L’antisémitisme et le racisme ambiants, répond du tac au tac la nonagénaire. La rescapée échangeait déjà depuis plusieurs années avec des groupes, scolaires ou autres, mais avec cet ouvrage elle souhaite aller plus loin. « Il y a des choses, des violences dans ce livre que je n’avais jamais dites. » Ce jeudi 24 janvier, la nonagénaire est allée à la rencontre d’élèves du lycée Fustel-de-Coulanges à Strasbourg, qui ont étudié son livre avec leur enseignant d’histoire-géographie Aydin Basarslan.
Devant une centaine d’élèves, Simone Polak raconte : sa naissance à Schirmeck, son enfance à Saverne, le départ à 15 ans, le premier enfermement à Drancy, le trajet infernal… et le titre de son livre : « Agis comme si j’étais toujours à tes côtés », les dernières paroles de sa mère lorsqu’elles arrivent à Auschwitz-Birkenau et sont séparées. Sa mère et son frère qu’elle ne reverra plus. Suivent les journées à porter des pierres, la faim, la fatigue, le froid, le passage à Bergen-Belsen, puis le retour difficile à Strasbourg, avec une longue maladie – la tuberculose osseuse – et le silence.

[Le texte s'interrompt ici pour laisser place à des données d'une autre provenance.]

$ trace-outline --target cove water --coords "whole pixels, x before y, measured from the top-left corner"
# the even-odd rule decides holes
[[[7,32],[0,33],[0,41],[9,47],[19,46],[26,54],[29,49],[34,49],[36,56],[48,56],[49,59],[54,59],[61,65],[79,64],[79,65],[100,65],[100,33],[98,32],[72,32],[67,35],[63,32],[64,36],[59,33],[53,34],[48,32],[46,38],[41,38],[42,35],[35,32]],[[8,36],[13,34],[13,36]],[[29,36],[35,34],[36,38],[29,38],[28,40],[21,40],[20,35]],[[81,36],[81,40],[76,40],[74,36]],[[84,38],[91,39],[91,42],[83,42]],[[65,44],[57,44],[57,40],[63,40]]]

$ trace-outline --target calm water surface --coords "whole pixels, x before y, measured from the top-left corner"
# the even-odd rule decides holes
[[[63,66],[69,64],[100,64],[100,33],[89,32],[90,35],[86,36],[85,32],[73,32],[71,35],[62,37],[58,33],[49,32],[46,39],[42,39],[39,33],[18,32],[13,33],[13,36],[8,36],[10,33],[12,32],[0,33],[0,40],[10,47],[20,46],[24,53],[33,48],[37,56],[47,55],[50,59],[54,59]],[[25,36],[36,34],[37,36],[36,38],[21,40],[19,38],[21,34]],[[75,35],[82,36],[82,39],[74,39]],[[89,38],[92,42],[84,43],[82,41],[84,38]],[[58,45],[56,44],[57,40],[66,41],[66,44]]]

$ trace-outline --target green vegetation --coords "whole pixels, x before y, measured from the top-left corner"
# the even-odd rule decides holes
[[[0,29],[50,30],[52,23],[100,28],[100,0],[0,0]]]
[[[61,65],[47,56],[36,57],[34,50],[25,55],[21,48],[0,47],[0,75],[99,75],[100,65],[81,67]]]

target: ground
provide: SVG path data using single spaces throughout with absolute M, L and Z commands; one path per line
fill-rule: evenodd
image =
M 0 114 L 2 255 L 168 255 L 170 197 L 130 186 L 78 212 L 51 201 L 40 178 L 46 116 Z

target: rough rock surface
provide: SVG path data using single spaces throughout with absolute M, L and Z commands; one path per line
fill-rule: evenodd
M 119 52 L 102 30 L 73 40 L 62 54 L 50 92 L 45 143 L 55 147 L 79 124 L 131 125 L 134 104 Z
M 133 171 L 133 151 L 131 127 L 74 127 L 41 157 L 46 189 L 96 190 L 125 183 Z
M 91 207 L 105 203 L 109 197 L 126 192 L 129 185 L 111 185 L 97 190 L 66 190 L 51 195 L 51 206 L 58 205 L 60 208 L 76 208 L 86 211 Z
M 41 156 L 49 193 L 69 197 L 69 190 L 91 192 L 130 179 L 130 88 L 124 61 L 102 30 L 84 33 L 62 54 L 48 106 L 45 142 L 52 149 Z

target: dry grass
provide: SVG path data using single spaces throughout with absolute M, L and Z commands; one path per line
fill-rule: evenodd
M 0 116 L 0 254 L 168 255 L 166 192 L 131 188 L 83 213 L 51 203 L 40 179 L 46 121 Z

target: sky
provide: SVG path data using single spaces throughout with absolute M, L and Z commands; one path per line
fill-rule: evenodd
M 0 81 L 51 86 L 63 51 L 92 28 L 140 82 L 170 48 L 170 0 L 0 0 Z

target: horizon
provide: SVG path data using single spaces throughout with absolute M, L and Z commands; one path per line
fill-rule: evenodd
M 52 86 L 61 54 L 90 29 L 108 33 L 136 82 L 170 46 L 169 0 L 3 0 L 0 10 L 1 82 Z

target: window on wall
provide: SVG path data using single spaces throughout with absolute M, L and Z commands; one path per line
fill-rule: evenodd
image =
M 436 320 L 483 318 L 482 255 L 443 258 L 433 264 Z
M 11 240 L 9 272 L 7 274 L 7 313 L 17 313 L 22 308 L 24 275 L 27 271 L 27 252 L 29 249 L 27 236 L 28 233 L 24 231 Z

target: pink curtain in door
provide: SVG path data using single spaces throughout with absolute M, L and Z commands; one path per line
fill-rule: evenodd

« Nous sommes peut-être la dernière génération à rencontrer des rescapés »
Les élèves sont captivés et les questions fusent : « Comment est-ce que vous avez pu ne pas détester l’humain ?« , « Comment vivre après ça ?« , « Est-ce que porter votre tatouage a été difficile ? » Assise devant l’assemblée, Simone Polak écoute avec attention et répond : « Pour avancer, il faut le vouloir, il faut être capable d’aimer les autres. » Elle ne manque d’ailleurs pas de malice : « Un médecin m’a suggéré de faire enlever mon tatouage car à l’époque on ne savait pas ce que ça voulait dire, les tatouages n’étaient pas à la mode, ils étaient portées par des femmes de petite vertu. Mais je l’ai toujours, vous voulez le voir ? » demande-t-elle aux jeunes qui acquiescent aussitôt. « Je ne vous cache pas que je n’en ferai pas d’autre » ajoute la nonagénaire en esquissant un sourire et en relevant sa manche.
Thomas sort marqué de l’échange : « Etant d’origine juive et polonaise, j’aurais plus de famille aujourd’hui s’il n’y avait pas eu l’holocauste… C’était d’autant plus fort de pouvoir la rencontrer. » Lui-même confirme que la parole sur la Shoah reste difficile dans sa famille. Alice se sent aussi touchée : « Je pense qu’on prend conscience qu’on est peut-être la dernière génération à rencontrer des rescapés.Dans quelques années, les seules traces qu’il restera ce sera les camps. Il faut qu’on transmette. » Leur classe partira dans deux semaines à Auschwitz-Birkenau… sur les traces de Simone Polak mais aussi des 1 100 000 morts.